Water up over 20 degrees throughout the bay has really triggered the flathead on the chew.
"They're really spread out, from the top end of bay to Tilligerry and Allworth," Ringo said.
"Also been a few whiting appear especially upstream of the bay, Jimmys Beach, on high tide with worms fishing the shallows."
There's been the odd jew showing up round the bridges at Karuah - fish up to 90cm.
Still a few luderick along the various breakwalls but they will taper off as the water temps rise.
"They're still catching them on the tide changes," Ringo said.
Lots of squid in weed beds from Jimmys beach, down to Boat Harbour, attacting lots of attention from predators.
"Everythings chasing them offshore," Ringo said.
"There's been lots of kings around Fingal and Little Island.
"A couple of my mates fished around there this weekend for bream and couldn't get through the kings.
"Heaps of fish up to legal size."
Plenty of snapper in close from Broughton Island through to Seal Rocks.
Anglers have been doing well on plastics up around Seals, reporting fish up to 7kg and 8kg.
Rising water temps have sparked up local beaches from Stockton, through to Fingal and up to Hawks Nest all producing good bream and whiting.
"Anglers have been getting great results fishing gutters on high tides using live beach worms," Ringo said.
Jason "One For" Nunn, from Fishermans Warehouse at Marks Point, reckons fishos have been doing it tough with the weather this last week or so, and it's not looking all that crash hot again this weekend, but there are fish around.
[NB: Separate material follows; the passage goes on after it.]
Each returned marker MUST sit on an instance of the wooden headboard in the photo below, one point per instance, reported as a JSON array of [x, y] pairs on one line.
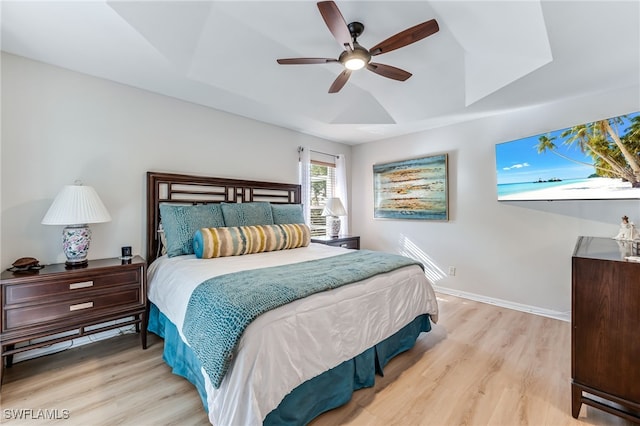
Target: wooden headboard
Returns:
[[189, 189]]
"Last week was a bit tough due to the variance on the wind, rain, southerlies, then big nor-easterlies," he said.
"It restricted movement and it could be the same again this weekend.
"It's all looking very onshore which is a shame because there are some nice fish poking around offshore - reds, kings
"Flathead, whiting and bream have been dominating in the estuaries."
Prawn run hope
The great engine of fishing is hope, and with the full moon approaching on October 14, there is the great hope of the first major prawn run ten or so days after to looking forward to.
"The fishing will be triggered by that October prawn run, I'm guess," Jason said.
"It should get going around the 24th and be on for another seven or more days after that."
Meanwhile, Lake anglers report solid numbers of small jew throughout and some nice whiting coming on.
"Not too many big jew - a lot under 70cm," Jason said.
"The whiting have been building over the last couple of weeks and it's a good sign.
"As is the prevalence of squid about.
"My tip this weekend is to fish the shallows in the flats and stay out of the wind or just get yourself ready for the weeks to come and do some maintenance."
The state of Swansea Channel is a big concern for boat owners as we head into summer and Christmas.
The question of sand dredging is again in the spotlight as boats are getting stuck in the shallows, even at high tide.
Jason reckons he's taken calls this week from Sydney mariners inquiring whether they will be able to get their boats into the lake.
Understandably, its an assurance Jason can't give because at the moment, the amount sand, and the issues of water flow it is creating, is a very serious issue that needs addressing.
Meanwhile, anyone bringing their boat up from Sydney or elsewhere is going to think twice about heading to the lake.
"They've budgeted for 10 more days of dredging for this year, but that's going to do nothing," Jason said.
"They're pumping the sand over onto Elizabeth Island and it's just being washed by the wind, rain and tide back into the channel.
"That's choking the channel and increasing the pace of water flow which in turn exacerbates the erosion issues.
"It is farcical situation because the future of the lake is not being into consideration.
"The sand needs to be removed entirely, not pumped onto the sand islands.
"For that to happen we need correct management, a plan and a committee of concerned stakeholders with some idea to give some directions.
"Unfortunately, resources are thin and I'm not optimistic at this stage."